Fiasco at the Army War College
Did faculty members at the Army War College curtail their criticism of the Iraq war for fear of institutional retaliation?
That seems to be the bottom line in a situation I stumbled across just a few days ago. A friend passed along a 2005 e-mail note in which Steven Metz, chairman of a department at the Army War College's Strategic Studies Institute, urged several of his colleagues to blackball me because of my coverage of the Iraq war. "We all need to avoid Tom like the plague," Professor Metz advised.
I was surprised by this in particular because the last time I heard from Metz last year, he was asking me to blurb his new book on the Iraq war, which I did, as you can see here.
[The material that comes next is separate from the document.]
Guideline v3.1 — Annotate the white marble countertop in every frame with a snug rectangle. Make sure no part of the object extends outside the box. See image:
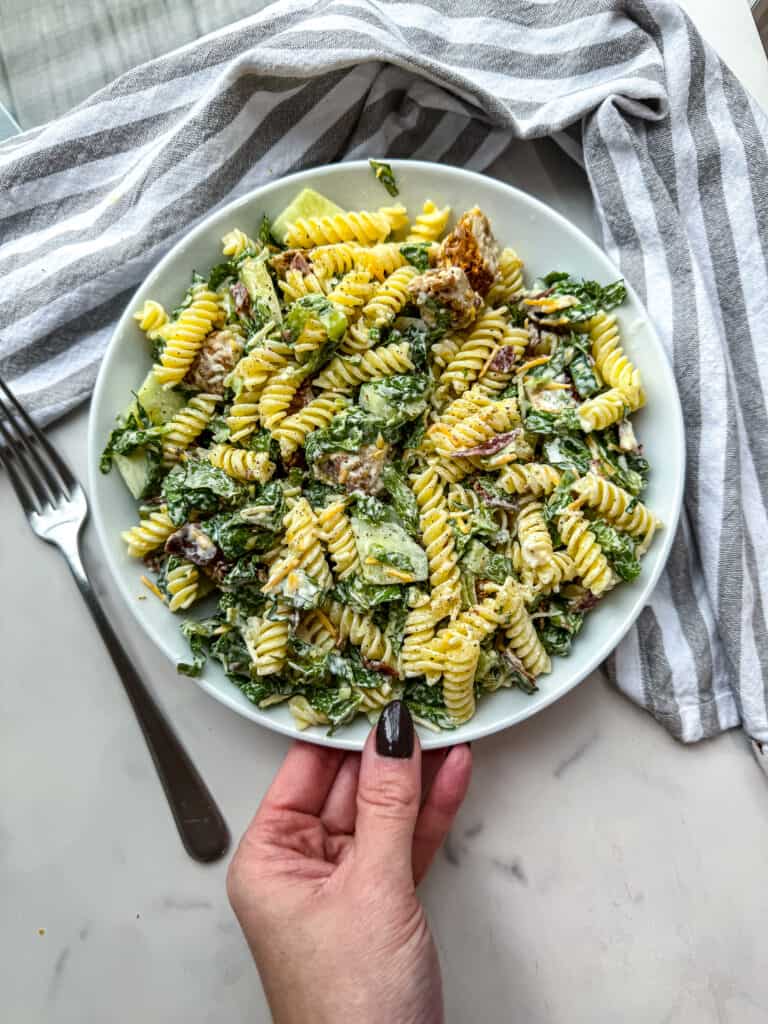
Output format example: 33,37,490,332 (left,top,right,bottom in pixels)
0,0,768,1024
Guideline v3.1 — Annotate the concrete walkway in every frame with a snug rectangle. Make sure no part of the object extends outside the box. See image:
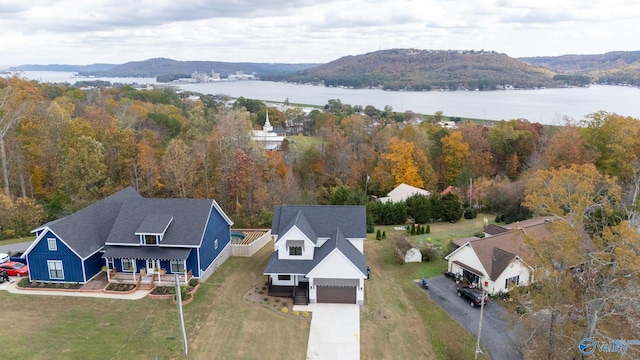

Everyone is entitled to his own opinion, but it is more than a little disappointing for him to denounce me privately and then turn around and ask me for help selling his book publicly.
But more important is what Metz's note may say about the state of academic freedom at the Army War College. When I asked him why he would urge his colleagues to shun me, he quickly apologized via e-mail and explained that it had to do with the political climate at the college back then. In fact, he explicitly blamed the strained relationship between the Army and its civilian overseers under then-Secretary Donald Rumsfeld. "
t the time -- with growing sensitivity to criticism by Rumsfeld and the Army's attempt to make peace with Rumsfeld after Shinseki left -- several members of SSI had been verbally flogged after interviews with you when the stories portrayed as more critical of the administration than we intended. We were worried about what might happen to SSI, even frightened for the organization. Many of us, including me, simply stopped doing interviews. Luckily, the climate eventually changed."